Summary tables are a good way of splitting large data into components of
interest and learning how our data might be distributed across those
components. One example might be a simple calculation of the number of
location observations within each month across the individual animals. This
might identify anomalies such as locations in months prior to deployment or
missing data when it was expected.
```{r}
#| include: false
akbs_locs <- readRDS(here::here("shared_cache","akbs_locs.rds"))
```
We'll first want to group our location records by deployment and month.
```{r}
#| warning: false
#| message: false
library(sf)
library(lubridate)
library(dplyr)
dat <- akbs_locs %>%
sf::st_drop_geometry() %>%
mutate(month = lubridate::month(date)) %>%
group_by(deploy_id, month) %>%
count(name = "num_locs")
```
To create a sensible table, let's just focus on a single _deploy_id_,
_EB2009_3000_06A1346_
```{r}
#| warning: false
#| message: false
library(knitr)
dat %>%
dplyr::filter(deploy_id == "EB2009_3000_06A1346") %>%
dplyr::arrange(month) %>%
knitr::kable()
```
One oddity that immediately stands out is the lack of locations in May.
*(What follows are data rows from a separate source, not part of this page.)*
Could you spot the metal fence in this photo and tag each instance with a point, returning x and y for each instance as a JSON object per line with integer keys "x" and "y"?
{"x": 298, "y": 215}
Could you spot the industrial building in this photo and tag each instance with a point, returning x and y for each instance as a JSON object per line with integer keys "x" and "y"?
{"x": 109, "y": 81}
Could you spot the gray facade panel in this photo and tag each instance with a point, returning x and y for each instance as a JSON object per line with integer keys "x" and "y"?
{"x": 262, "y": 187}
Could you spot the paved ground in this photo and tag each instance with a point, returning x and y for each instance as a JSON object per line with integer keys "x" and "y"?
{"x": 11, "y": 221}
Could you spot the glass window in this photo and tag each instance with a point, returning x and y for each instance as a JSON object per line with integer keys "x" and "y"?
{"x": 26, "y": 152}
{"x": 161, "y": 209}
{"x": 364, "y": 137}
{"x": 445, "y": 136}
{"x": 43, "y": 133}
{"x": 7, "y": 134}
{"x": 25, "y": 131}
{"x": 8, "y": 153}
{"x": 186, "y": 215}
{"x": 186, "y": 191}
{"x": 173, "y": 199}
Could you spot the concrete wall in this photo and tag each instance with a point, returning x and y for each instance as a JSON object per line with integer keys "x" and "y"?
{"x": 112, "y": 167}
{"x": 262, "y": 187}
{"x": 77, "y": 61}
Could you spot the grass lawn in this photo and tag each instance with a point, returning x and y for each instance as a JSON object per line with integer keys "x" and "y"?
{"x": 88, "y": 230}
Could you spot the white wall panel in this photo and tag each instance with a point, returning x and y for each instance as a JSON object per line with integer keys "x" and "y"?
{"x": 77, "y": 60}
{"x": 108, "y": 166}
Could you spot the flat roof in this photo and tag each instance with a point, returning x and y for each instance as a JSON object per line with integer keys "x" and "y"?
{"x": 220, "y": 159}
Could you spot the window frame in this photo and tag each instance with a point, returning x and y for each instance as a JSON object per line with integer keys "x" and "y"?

This, however, is to be expected as these deployments started in June
and stopped transmitting in April of the following year and matches
expectations for battery life.
If we look at another deployment, _EB2009_3001_06A1332_, we can see
that this deployment ended in March.
```{r}
#| warning: false
#| message: false
dat %>%
dplyr::filter(deploy_id == "EB2009_3001_06A1332") %>%
dplyr::arrange(month) %>%
knitr::kable()
```
Lastly, deployment _EB2011_3001_10A0552_ appears to have stopped
transmitting in January of the following year which is 3-4 months
earlier than any of the other devices.
```{r}
#| warning: false
#| message: false
dat %>%
dplyr::filter(deploy_id == "EB2011_3001_10A0552") %>%
dplyr::arrange(month) %>%
knitr::kable()
```
This is not so unusual, but such an anomaly is worth investigating
further to ensure there were no issues with the data processing or
other important deployment metadata.